During the second Carnatic War, the British, under Robert Clive with 500 soldiers and three guns , captured Arcot so as to relieve presure on a small English garrison at Trichinopally. They took advantage of native rivalries in an almost continual warfare.
The British East India Company had a remarkable organisation. It built up its own army, composed of European adventures and native troops, under English Commanders. Further military influence was exercised in 1754 by an English regular regiment, the 39 foot, at Madras, which became the backbone   of the British  military operations in India. Many of its officers and men were later transferred to the company's service. The French under Dupliex and its native allies, however, controlled a great part of Southern India. In Bengal, after Siraj-ud-daulah had seized Calcutta in !756, Clive recaptured it next year in January. On March 1, he took Chandenagar from the French so as clear his line of communication before pursuing Siraj-ud-Daulah.

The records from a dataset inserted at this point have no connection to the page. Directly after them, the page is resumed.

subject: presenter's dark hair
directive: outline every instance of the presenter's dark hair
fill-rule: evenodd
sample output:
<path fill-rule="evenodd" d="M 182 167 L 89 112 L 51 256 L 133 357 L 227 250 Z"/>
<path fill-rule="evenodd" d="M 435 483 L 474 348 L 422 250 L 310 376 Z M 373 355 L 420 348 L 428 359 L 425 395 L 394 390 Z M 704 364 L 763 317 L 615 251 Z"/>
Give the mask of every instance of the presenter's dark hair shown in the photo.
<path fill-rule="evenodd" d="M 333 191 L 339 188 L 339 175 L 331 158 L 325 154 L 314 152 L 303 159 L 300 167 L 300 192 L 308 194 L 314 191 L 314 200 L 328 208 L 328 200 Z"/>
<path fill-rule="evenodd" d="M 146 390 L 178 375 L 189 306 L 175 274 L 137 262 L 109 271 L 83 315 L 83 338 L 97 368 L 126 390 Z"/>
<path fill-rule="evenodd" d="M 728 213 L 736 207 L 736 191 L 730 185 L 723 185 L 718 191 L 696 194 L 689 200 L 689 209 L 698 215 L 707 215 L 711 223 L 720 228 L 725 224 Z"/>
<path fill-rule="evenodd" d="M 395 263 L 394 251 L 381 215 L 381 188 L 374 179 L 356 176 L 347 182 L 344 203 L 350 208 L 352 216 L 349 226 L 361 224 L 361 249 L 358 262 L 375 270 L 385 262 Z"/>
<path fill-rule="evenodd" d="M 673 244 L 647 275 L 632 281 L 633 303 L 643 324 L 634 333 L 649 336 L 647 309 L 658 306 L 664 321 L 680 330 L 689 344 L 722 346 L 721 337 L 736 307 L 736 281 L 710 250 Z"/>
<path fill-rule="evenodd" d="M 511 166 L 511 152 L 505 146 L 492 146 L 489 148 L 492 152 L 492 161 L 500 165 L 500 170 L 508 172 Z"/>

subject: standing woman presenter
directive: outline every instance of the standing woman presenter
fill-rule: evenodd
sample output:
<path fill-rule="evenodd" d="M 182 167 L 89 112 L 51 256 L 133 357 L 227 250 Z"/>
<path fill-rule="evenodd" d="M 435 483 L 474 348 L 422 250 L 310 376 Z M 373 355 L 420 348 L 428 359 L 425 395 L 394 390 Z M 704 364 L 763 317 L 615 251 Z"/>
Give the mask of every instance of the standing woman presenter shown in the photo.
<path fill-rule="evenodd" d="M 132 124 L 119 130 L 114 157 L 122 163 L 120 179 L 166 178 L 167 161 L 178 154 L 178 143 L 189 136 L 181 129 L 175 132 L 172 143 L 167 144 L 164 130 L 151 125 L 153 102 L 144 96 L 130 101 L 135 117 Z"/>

Clive found him entrenched near Plassey, north of Calcutta with 50,000 troops and 53 guns. With 1,100 Europeans and 2100 native troops, Clive launched a masterly operation and won the decisive and historic battle of Plassey. This gave the British suzerainty over Bengal,Bihar and Orissa and became lord of the vast territory.The British advanced westward along the gangetic plainand occupied areas upto Allahabad.